8月下旬は毎年恒例のサントリーホールのサマーフェスティバルが開かれる。現代音楽の連続演奏会だ。「音楽の現在」で世界の旬の作曲家を紹介し、「テーマ作曲家」で、一人の作曲家の作品を演奏する。そして最後に芥川作曲賞選考演奏会が開かれる。今年の「テーマ作曲家」は韓国出身のウンスク・チンだ。「音楽の現在」の作曲家は、イタリアのサルヴァトーレ・シャリーノ、アメリカのオーガスタ・リード・トーマス、イギリスのルーク・ベッドフォード、ハンガリーのペーター・エドヴェシュの4人、いずれも初めて聞く名前だ。
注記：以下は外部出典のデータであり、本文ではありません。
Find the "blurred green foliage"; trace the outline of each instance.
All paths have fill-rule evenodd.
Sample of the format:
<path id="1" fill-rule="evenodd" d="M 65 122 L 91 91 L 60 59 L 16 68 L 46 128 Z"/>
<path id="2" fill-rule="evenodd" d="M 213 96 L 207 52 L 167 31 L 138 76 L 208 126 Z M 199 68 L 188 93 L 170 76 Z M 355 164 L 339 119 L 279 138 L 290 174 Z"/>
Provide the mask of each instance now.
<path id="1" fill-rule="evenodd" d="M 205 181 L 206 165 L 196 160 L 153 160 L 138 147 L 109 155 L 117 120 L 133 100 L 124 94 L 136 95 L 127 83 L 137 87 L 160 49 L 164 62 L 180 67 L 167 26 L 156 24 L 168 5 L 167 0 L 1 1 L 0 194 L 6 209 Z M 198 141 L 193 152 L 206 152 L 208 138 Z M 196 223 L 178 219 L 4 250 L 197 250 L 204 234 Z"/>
このサマーフェスティバルをもう十数年聴いてきているが、現代音楽ということもあって満席になったことがない。当日券で十分入場できる。武満徹の姿も何度も見かけたし、一柳慧や林光など多くの作曲家たちの姿があった。
今年は楽しみな演奏が2つあった。細川俊夫作曲のオペラ「班女」が上演されるのだ。原作が三島由紀夫〈近代能楽集「班女」〉、翻訳がドナルド・キーンの英語版だ。サントリーホールの小ホール「ブルーローズ」に能舞台を出現させて、21日、23日、26日の3回上演される。
もう一つはシュトックハウゼン作曲の「グルッペン」の演奏。これは3群のオーケストラを3人の指揮者が指揮をする。日本では35年振りの演奏だという。メインステージのほか、1階の客席左右をつぶしてそれぞれにオーケストラを配置する。客席によって音が異なって聞こえるので、休憩を挟んで2回演奏し、客は席を移動して音の違いを味わってほしいとパンフレットに書いてある。
私が強く興味を持ったのと同じに多くの人も関心を持ったらしい。1か月前の昨日電話で申し込んだら、細川俊夫のオペラもシュトックハウゼンもチケットは完売していた。どうしてもっと早く申し込まなかったのか。とても残念だ。